The Financial Times has reported the issue of a technical note by the UK Government in which it is suggested that EU/third country agreements which currently apply to the UK in its capacity as an EU Member State should continue to apply to the UK during any transition period (even though the UK is not an EU member state at the time). It's all presented as an issue of treaty interpretation and the inclusion of these arrangements within the EU acquis - but will of course depend crucially on the attitudes of non-EU states who have entered into such agreements with the EU.
There are apparently hundreds of these agreements covering a huge range of issues. But if we leave aside the crucial area of customs duties, from the corporate tax perspective there may not be many - the EU agreement with Switzerland which incorporates a form of the EU parent subsidiary directive is perhaps one.
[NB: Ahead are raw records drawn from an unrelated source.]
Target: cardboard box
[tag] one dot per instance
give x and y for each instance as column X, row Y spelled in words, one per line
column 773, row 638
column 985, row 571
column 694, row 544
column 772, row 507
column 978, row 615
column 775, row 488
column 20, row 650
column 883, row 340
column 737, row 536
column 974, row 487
And of course, it does not address at all the effect of the UK's ceasing to be an EU member state on the application of bilateral treaties (such as double treaties) between EU27 states and third party states , for example, where the change in the UK's status could affect benefits under treaties between EU27 states and the US as a result of the operation of limitation of benefits clauses.
Britain has a message for the rest of the world after Brexit next year: please pretend we are still in the EU. A “technical note” prepared by the British government calls on non-EU nations to treat the UK during its post-Brexit transition period after March 2019 as if it was still covered by more than 700 treaties Brussels has struck with third countries on everything from fishing rights to data sharing.